This week Brussels will present plans to raise taxes on polluting fuels and introduce a first EU-level tax on aviation kerosene, with measures planned to put it at the forefront of global efforts to reduce emissions. carbon emissions.
The European Commission will propose an amendment to its 15-year rulebook on carbon taxes to provide an incentive for low-emission fuel and impose levies on highly polluting energy used in the airline industry and of maritime transport. The measure is one of a dozen policies to be introduced Wednesday to ensure the EU can meet an average carbon reduction target of 55% by 2030. Others include an EU extension. emission exchange scheme, harder CO2 regulations for cars and a coal tax on some imports.
A draft legal text of the energy taxation directive, seen by the Financial Times, proposes to gradually increase minimum rates for the most polluting fuels such as petrol, diesel and kerosene used as jet fuels for a period of 10 years. Zero-emission fuels, green hydrogen and sustainable aviation fuels have not faced increases for a decade in the proposed system.
The “Fit for 55” package puts the EU at the forefront of decarbonisation efforts but the proposals risk a backlash from some governments and the public.
The introduction of environmental taxes is likely to be among the most politically sensitive measures in the commission’s plans. Unlike most of Brussels ’new green policies, the update of the energy taxation directive will require unanimous support from the 27 EU member states to become a reality.
Paolo Gentiloni, Brussels’s economy commissioner, called the reform “a moment now or never”.
“Paradoxically, [the current energy taxation directive] encourages fossil fuels and not environmentally friendly fuels. We need to change that, ”Gentiloni said at a meeting of G20 finance ministers this weekend.
EU energy taxation rules date back to 2006 and have created a system that “favors the use of fossil fuels” due to a number of exemptions and gaps for raw energy in several states. members, according to the text. The directive is intended to establish a series of minimum tax rates for energy products throughout the blockchain.

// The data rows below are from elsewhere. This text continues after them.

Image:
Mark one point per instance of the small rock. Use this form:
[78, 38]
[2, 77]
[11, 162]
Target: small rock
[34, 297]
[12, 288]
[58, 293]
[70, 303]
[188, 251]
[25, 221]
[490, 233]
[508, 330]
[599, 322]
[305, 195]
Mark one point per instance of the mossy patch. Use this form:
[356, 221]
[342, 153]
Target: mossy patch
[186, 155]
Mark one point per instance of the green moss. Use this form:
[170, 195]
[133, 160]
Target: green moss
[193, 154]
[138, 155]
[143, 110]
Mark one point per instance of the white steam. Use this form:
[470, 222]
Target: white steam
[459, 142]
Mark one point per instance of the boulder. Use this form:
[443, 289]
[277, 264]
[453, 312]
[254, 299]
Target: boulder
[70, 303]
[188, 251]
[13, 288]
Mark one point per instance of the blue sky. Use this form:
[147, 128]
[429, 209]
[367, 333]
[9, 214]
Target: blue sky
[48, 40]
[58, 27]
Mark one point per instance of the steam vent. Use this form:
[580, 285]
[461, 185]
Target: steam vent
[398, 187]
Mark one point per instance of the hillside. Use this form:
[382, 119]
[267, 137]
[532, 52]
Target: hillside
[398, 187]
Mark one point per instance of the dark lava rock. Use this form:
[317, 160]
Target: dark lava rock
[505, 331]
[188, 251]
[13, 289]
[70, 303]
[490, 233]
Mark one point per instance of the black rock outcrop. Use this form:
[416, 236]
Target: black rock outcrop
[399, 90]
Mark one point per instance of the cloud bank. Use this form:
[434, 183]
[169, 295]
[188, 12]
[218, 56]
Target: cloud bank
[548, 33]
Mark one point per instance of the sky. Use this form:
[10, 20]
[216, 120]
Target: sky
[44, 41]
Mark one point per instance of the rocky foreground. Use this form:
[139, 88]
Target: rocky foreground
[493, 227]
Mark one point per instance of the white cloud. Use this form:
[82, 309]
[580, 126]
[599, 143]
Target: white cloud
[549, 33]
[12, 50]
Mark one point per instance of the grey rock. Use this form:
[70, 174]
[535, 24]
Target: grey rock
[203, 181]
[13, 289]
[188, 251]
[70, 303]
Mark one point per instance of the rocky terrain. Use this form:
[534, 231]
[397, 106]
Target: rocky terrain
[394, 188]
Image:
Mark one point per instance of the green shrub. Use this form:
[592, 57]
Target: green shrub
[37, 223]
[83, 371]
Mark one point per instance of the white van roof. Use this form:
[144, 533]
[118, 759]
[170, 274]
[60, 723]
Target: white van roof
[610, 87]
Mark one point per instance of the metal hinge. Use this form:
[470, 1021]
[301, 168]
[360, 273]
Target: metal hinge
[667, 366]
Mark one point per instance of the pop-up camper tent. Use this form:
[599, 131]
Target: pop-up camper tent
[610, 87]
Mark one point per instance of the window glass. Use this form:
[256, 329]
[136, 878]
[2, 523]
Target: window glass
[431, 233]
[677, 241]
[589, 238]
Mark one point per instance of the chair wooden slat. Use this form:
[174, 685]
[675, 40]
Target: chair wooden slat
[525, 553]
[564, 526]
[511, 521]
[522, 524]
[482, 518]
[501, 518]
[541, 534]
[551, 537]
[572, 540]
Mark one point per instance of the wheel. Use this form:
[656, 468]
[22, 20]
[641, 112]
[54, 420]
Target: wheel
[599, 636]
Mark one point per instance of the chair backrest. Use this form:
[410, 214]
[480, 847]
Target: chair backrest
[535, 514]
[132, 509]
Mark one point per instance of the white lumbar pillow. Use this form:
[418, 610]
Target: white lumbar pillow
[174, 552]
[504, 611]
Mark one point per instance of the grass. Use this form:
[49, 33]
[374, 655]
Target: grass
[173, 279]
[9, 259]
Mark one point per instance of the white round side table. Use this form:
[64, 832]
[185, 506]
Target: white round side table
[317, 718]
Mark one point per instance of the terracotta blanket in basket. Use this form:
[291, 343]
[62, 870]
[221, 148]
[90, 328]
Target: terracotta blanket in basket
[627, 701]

One of the major changes proposed is the end of the exemption for highly polluting fuels such as kerosene used in aviation. The bill says jet fuel used on intra-EU flights should be subject to a new minimum tax rate, the details of which have yet to be decided, officials said. The rules should, however, exempt flights only for cargo, and apply lower rates for non-commercial flights, according to the bill.
Although a tax on kerosene has been accepted by many EU countries, it has aroused resistance from the aviation industry. Brussels also plans to phase out free carbon credits provided to the sector in its ETS. Along with taxation rules, the phasing out of deductibles would significantly increase the pressure on aviation to reduce its emissions or pay for pollutants.
The bill says the gradual increase in minimum taxes during a ten-year transition would help avoid the problem of “double taxation” for the maritime and airline industries that risk being subject to two forms of CO2 tariffs.
The A4E airline group said the new coal rates for the sector are “ecologically and economically counterproductive” and that the market-based price of coal should be the only major form of CO2 tariff placed on the industry.
“An intra-EU tax on kerosene could lead to a competitive distortion in the internal market of Europe and worldwide,” he told A4E. “A possible tax on kerosene that sets minimum tax rates for intra-EU flights is likely to have the most negative impact, because it can open the door to different rates in the single market.”